Describe the anatomy of a pipeline

6 minutes

Azure Pipelines can automatically build and validate every pull request and commit to your Azure Repos Git repository.

Azure Pipelines can be used with Azure DevOps public projects and Azure DevOps private projects.

In future training sections, we'll also learn how to use Azure Repos with external code repositories such as GitHub.

Let's start by creating a hello world YAML Pipeline.

Hello world

Start slowly and create a pipeline that echoes "Hello world!" to the console. No technical course is complete without a hello world example.

name: 1.0$(Rev:.r)

# simplified trigger (implied branch)
trigger:

- main

# equivalents trigger
# trigger:
#  branches:
#    include:
#    - main

variables:
  name: John

pool:
  vmImage: ubuntu-latest

jobs:

- job: helloworld
  steps:
    - checkout: self
    - script: echo "Hello, $(name)"

Most pipelines will have these components:

Name – though often it's skipped (if it's skipped, a date-based name is generated automatically).
Trigger – more on triggers later, but without an explicit trigger. There's an implicit "trigger on every commit to any path from any branch in this repo."
Variables – "Inline" variables (more on other types of variables later).
Job – every pipeline must have at least one job.
Pool – you configure which pool (queue) the job must run on.
Checkout – the "checkout: self" tells the job which repository (or repositories if there are multiple checkouts) to check out for this job.
Steps – the actual tasks that need to be executed: in this case, a "script" task (the script is an alias) that can run inline scripts.

Name

The variable name is a bit misleading since the name is in the build number format. You'll get an integer number if you don't explicitly set a name format. A monotonically increasing number of runs triggered off this pipeline, starting at 1. This number is stored in Azure DevOps. You can make use of this number by referencing $(Rev).

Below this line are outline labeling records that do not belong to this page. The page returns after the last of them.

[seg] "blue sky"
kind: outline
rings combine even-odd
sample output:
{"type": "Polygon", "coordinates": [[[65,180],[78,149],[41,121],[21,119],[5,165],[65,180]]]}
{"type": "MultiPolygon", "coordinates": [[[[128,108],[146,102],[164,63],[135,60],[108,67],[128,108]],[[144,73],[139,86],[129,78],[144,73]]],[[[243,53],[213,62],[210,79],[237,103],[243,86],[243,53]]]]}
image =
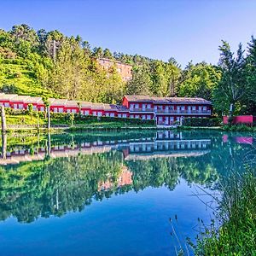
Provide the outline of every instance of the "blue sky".
{"type": "Polygon", "coordinates": [[[0,0],[0,27],[26,23],[38,30],[79,34],[94,46],[139,54],[183,67],[212,64],[227,40],[235,50],[256,36],[253,0],[0,0]]]}

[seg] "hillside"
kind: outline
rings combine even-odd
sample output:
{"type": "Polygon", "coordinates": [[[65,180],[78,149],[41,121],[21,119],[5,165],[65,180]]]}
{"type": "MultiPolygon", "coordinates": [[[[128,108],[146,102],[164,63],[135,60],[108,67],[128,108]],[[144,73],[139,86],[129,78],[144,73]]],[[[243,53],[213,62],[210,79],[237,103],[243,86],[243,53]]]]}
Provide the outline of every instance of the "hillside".
{"type": "Polygon", "coordinates": [[[225,41],[219,49],[218,67],[190,61],[182,69],[172,57],[112,53],[79,36],[21,24],[0,29],[0,91],[103,103],[119,103],[125,94],[202,97],[219,115],[230,107],[235,114],[255,114],[256,39],[246,56],[241,45],[234,53],[225,41]],[[105,68],[100,58],[129,63],[132,79],[124,81],[116,65],[105,68]]]}
{"type": "Polygon", "coordinates": [[[35,73],[29,69],[24,60],[0,59],[0,61],[1,91],[19,95],[52,96],[35,79],[35,73]]]}

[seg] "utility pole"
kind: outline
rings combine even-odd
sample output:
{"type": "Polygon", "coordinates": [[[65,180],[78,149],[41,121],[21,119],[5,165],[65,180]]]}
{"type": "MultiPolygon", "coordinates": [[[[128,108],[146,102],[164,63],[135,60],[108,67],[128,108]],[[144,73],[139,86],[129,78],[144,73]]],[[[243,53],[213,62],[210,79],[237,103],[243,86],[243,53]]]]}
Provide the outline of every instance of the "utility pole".
{"type": "Polygon", "coordinates": [[[57,55],[57,49],[60,47],[60,42],[55,41],[55,39],[52,41],[52,43],[49,44],[49,45],[52,45],[52,57],[54,60],[54,62],[56,62],[56,55],[57,55]]]}
{"type": "Polygon", "coordinates": [[[5,132],[7,131],[7,126],[6,126],[5,109],[3,105],[1,106],[1,119],[2,119],[2,132],[5,132]]]}

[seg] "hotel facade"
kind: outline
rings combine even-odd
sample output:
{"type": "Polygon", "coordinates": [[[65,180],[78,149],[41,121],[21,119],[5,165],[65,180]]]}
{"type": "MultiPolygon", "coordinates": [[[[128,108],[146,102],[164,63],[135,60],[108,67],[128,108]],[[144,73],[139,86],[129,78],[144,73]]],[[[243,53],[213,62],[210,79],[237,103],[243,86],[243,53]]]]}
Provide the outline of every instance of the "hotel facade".
{"type": "MultiPolygon", "coordinates": [[[[125,96],[121,105],[93,103],[89,102],[49,99],[49,109],[54,113],[80,112],[83,115],[117,117],[155,120],[160,126],[173,125],[181,119],[210,118],[212,103],[202,98],[152,97],[148,96],[125,96]]],[[[34,110],[44,111],[41,97],[0,93],[0,105],[25,110],[32,104],[34,110]]]]}

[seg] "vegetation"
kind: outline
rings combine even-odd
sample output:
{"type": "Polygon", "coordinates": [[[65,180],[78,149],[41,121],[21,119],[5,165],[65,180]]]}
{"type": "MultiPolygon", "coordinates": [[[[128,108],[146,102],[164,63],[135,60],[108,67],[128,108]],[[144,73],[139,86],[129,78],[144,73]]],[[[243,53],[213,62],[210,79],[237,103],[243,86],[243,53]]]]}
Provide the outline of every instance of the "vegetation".
{"type": "MultiPolygon", "coordinates": [[[[88,132],[79,135],[61,134],[46,136],[8,136],[7,151],[23,150],[31,155],[44,148],[42,160],[17,165],[1,166],[0,168],[0,219],[14,216],[20,222],[32,222],[38,216],[61,216],[69,211],[82,211],[92,199],[102,200],[113,194],[125,193],[131,189],[139,191],[148,186],[166,186],[174,189],[183,177],[189,184],[203,184],[221,190],[220,182],[225,180],[232,170],[244,172],[241,159],[251,156],[251,147],[224,143],[220,148],[222,135],[201,132],[201,138],[211,138],[211,152],[195,157],[158,158],[145,160],[124,159],[122,151],[83,154],[79,148],[84,143],[95,142],[134,140],[148,137],[152,141],[154,132],[88,132]],[[64,158],[51,158],[51,145],[66,146],[77,149],[78,154],[64,158]],[[230,160],[230,154],[234,160],[230,160]],[[219,156],[221,155],[221,160],[219,156]],[[117,181],[122,170],[132,172],[132,183],[119,187],[117,181]],[[54,171],[54,172],[53,172],[54,171]],[[99,190],[99,184],[111,181],[109,189],[99,190]]],[[[198,138],[199,134],[183,132],[184,139],[198,138]]],[[[233,138],[230,139],[233,142],[233,138]]],[[[53,149],[54,150],[54,149],[53,149]]],[[[254,152],[255,153],[255,152],[254,152]]]]}
{"type": "Polygon", "coordinates": [[[173,58],[165,62],[91,49],[79,36],[22,24],[0,30],[0,90],[106,103],[120,102],[125,93],[200,96],[212,101],[218,115],[255,114],[255,38],[247,55],[241,44],[235,55],[225,41],[219,50],[218,66],[190,61],[183,70],[173,58]],[[132,65],[133,79],[122,81],[115,66],[105,70],[96,61],[101,57],[132,65]]]}
{"type": "Polygon", "coordinates": [[[210,227],[202,224],[196,246],[191,243],[195,255],[255,255],[255,171],[230,177],[218,201],[217,219],[210,227]]]}
{"type": "MultiPolygon", "coordinates": [[[[33,111],[32,105],[27,110],[15,110],[6,108],[7,125],[44,125],[48,126],[49,118],[47,113],[33,111]],[[47,117],[45,118],[45,115],[47,117]]],[[[154,127],[154,120],[142,120],[137,119],[124,119],[96,116],[84,116],[79,113],[51,113],[50,123],[52,126],[71,126],[72,131],[83,130],[87,128],[129,128],[129,127],[154,127]]],[[[14,126],[14,127],[15,127],[14,126]]]]}

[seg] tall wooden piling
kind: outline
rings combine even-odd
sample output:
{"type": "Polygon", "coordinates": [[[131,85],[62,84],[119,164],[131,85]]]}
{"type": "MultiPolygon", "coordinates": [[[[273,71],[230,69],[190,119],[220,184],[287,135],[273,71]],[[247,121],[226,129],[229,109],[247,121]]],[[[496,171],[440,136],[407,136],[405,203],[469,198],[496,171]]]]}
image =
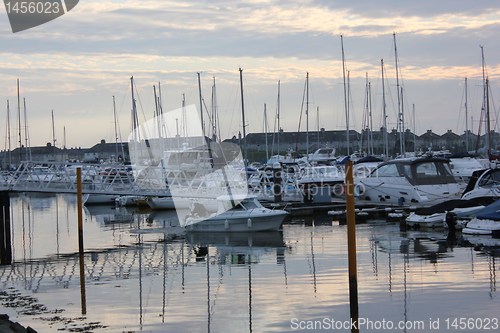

To make a date-based number, you can use the format $(Date:yyyyMMdd) to get a build number like 20221003.

To get a semantic number like 1.0.x, you can use something like 1.0.$(Rev:.r).

Triggers

If there's no explicit triggers section, then it's implied that any commit to any path in any branch will trigger this pipeline to run.

However, you can be more precise by using filters such as branches or paths.

Let's consider this trigger:

trigger:
  branches:
    include:

    - main

This trigger is configured to queue the pipeline only when a commit to the main branch exists. What about triggering for any branch except the main? You guessed it: use exclude instead of include:

trigger:
  branches:
    exclude:

    - main

Tip

You can get the name of the branch from the variables Build.SourceBranch (for the full name like refs/heads/main) or Build.SourceBranchName (for the short name like main).

What about a trigger for any branch with a name that starts with topic/ and only if the change is in the webapp folder?

trigger:
  branches:
    include:

    - feature/*
  paths:
    include:

    - webapp/**

You can mix includes and excludes if you need to. You can also filter on tags.

Tip

Don't forget one overlooked trigger: none. You can use none if you never want your pipeline to trigger automatically. It's helpful if you're going to create a pipeline that is only manually triggered.

There are other triggers for other events, such as:

Pull Requests (PRs) can also filter branches and paths.
Schedules allow you to specify cron expressions for scheduling pipeline runs.
Pipelines will enable you to trigger pipelines when other pipelines are complete, allowing pipeline chaining.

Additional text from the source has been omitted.